How does the 10-year Treasury yield move? It depends on market expectations. If the market believes the economy will recover and inflation is coming, bond yields go up; if there’s concern about recession and risk aversion, yields fall. So, you’ll see a very strange phenomenon—despite the Fed cutting rates in September, mortgage rates actually increased. Why? Because at that time, the market was uncertain: was this rate cut the start of a cycle or a one-time move? With so much uncertainty, bond yields began to fluctuate, and mortgage rates naturally jumped around.
Will the upcoming Federal Reserve meeting repeat this kind of scenario? It’s hard to say. But one thing is certain: the meeting results will shake up the 10-year Treasury market, and mortgage rates will likely fluctuate for a while afterward.

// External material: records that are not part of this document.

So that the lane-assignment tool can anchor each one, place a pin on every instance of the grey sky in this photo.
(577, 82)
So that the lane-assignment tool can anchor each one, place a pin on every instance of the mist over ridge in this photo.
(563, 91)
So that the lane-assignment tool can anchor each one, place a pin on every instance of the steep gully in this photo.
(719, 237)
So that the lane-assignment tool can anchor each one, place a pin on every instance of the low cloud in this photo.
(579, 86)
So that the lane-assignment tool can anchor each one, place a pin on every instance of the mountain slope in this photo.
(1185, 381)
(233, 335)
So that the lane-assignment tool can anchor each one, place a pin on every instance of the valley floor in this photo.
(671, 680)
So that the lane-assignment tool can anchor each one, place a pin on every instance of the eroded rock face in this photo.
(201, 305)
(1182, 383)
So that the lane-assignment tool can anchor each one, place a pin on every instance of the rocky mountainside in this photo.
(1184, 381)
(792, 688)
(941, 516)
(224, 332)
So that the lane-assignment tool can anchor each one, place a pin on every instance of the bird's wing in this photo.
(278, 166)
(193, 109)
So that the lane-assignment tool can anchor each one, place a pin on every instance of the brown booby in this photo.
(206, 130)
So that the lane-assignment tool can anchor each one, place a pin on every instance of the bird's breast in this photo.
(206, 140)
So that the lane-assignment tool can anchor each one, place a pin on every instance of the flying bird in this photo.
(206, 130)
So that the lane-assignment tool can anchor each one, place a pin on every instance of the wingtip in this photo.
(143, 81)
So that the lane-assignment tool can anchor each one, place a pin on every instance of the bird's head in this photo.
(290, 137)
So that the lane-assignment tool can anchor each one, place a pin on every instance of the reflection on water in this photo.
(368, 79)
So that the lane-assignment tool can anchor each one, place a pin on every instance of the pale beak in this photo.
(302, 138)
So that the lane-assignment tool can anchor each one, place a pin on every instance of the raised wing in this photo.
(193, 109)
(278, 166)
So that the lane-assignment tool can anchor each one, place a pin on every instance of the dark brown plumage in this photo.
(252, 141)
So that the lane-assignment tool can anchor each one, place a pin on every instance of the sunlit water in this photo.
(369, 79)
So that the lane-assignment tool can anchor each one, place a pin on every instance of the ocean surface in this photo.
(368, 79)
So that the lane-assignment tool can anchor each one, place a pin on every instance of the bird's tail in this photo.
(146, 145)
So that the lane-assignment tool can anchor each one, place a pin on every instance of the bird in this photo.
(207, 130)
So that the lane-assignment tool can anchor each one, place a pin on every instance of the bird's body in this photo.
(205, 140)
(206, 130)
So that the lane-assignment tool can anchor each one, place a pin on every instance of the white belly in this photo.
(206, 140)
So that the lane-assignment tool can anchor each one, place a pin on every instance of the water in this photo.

Whether you’re an investor watching the market, a homebuyer preparing to buy, or a homeowner already carrying a mortgage, everyone is concerned about where interest rates are heading. But honestly, at this point in time, changes in rates may not have a significant impact on the housing market. It’s the end of the year, everyone is busy shopping for gifts and planning gatherings—who has time to look at houses? The real estate market has a pattern: holidays are the off-season, and things usually pick up again in the spring. So, the key factor might be the interest rate trend over the next few months.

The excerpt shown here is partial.